In this world of online communication there is a lot of room for misunderstanding and misinterpretation. Most of us have had the experience of sending an e-mail or posting something that was intended to be sarcastic or funny but was perceived as serious, or vice-versa. Indeed, a whole world of “emoticons” has sprung up to help overcome this problem and associate emotion or attitude with the digital written word. Mere words on a cold page—or on a screen—cannot convey all of the nuance and subtlety that make up human communication.
When it comes to the meaning of speech, context is everything. Violent rap lyrics that no one would perceive as a threat in the context of a stage performance could most definitely be a threat if whispered menacingly into the ear of another person. But a post on one's own Facebook wall is a semi-public statement that may be viewed and shared by many. Is that closer to a public performance, or to a menacing whisper?
When it comes to Elonis’ posts, it’s hard to argue they have much redeeming social value. His claim that his posts were simply examples of artistic expression seems far-fetched. Nevertheless, the heart of the First Amendment is the protection of even speech that many consider vile or offensive – freedom of speech includes freedom for speech that most of us hate. It's important that the law leave some breathing room for controversial expression.
Groups concerned about issues such as domestic violence had filed briefs expressing concern about the consequences of overturning Elonis’ convictions. But the decision doesn’t mean someone like Elonis may never be prosecuted. If the jury had been properly instructed about what they had to find concerning Elonis’ mental state, they may well have convicted him anyway. Even now the government could choose to re-try him, although considering he already has served his sentence the government may conclude it is not a good use of resources.
Elonis therefore is not a “get out of jail free” card for future stalkers and harassers. Proving intent or knowledge is not some kind of insurmountable hurdle; prosecutors do it all the time. As in any case, knowledge may be proven by circumstantial evidence, even if direct evidence is not available. And if a defendant tries to dress up his threats by claiming they are just "artistic expression," a jury is fully capable of assessing the credibility of that defense.

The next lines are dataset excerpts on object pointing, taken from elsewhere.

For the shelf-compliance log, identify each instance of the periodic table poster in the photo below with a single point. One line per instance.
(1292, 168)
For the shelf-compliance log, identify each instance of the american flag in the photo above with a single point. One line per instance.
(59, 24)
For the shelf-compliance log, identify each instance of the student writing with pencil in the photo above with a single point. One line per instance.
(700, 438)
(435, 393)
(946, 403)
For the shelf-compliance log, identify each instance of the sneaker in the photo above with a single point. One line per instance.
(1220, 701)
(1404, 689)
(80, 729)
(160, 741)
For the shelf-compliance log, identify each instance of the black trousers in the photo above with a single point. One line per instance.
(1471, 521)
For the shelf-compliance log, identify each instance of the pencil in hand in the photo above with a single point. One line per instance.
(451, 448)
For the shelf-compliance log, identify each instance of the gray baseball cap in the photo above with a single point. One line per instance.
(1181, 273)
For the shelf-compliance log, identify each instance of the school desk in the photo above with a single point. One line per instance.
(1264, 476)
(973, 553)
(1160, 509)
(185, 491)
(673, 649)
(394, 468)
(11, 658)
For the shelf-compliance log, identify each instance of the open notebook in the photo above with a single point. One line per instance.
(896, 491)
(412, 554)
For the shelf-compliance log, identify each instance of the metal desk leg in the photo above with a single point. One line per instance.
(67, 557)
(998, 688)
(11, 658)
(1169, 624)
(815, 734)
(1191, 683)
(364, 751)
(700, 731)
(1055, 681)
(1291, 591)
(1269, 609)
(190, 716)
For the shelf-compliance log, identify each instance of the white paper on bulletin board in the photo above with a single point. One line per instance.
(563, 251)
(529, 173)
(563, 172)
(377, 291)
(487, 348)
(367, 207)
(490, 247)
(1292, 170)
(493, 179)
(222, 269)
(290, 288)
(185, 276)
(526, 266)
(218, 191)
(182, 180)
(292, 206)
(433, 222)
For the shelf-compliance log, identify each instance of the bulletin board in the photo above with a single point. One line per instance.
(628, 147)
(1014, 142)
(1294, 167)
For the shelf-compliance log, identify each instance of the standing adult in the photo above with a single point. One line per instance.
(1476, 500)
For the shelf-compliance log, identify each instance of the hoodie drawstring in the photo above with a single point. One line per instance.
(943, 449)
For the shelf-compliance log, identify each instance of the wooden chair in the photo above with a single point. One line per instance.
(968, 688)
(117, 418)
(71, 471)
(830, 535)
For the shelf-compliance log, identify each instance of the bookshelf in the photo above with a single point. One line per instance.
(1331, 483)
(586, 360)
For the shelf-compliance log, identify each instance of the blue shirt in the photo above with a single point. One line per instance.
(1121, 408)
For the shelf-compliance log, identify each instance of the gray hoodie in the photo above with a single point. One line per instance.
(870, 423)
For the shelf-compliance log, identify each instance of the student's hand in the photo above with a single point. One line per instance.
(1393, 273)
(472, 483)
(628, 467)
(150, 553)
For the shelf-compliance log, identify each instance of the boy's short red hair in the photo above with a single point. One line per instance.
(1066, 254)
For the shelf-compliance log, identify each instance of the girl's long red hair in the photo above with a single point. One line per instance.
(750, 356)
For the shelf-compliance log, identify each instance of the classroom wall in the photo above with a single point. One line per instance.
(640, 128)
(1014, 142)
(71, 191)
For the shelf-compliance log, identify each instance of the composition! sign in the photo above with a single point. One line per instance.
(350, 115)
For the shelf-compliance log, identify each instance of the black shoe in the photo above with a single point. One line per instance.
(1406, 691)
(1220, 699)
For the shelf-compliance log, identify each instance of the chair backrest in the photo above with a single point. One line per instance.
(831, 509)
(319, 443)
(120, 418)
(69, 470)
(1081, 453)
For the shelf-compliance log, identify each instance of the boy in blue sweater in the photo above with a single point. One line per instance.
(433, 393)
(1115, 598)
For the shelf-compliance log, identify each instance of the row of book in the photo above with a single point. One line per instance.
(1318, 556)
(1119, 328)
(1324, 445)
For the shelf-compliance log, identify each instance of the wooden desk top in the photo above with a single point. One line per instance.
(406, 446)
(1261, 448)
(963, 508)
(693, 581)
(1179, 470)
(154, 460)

Imposing a state of mind requirement isn’t about condoning Elonis’ reprehensible conduct, it’s simply about strictly interpreting statutes that potentially criminalize speech. Elonis means that future threats prosecutions will be a bit more difficult, but that’s not a bad thing. Given our First Amendment heritage and devotion to free expression, it’s not too much to ask that the government prove some level of intent when seeking to send someone to jail solely for what they wrote.
Update 10/28/16: Today the Third Circuit reinstated Elonis' conviction, finding that the error in the jury instructions was harmless and that he would have been convicted even under the test adopted by the Supreme Court. Another case of a defendant who won the battle but lost the war.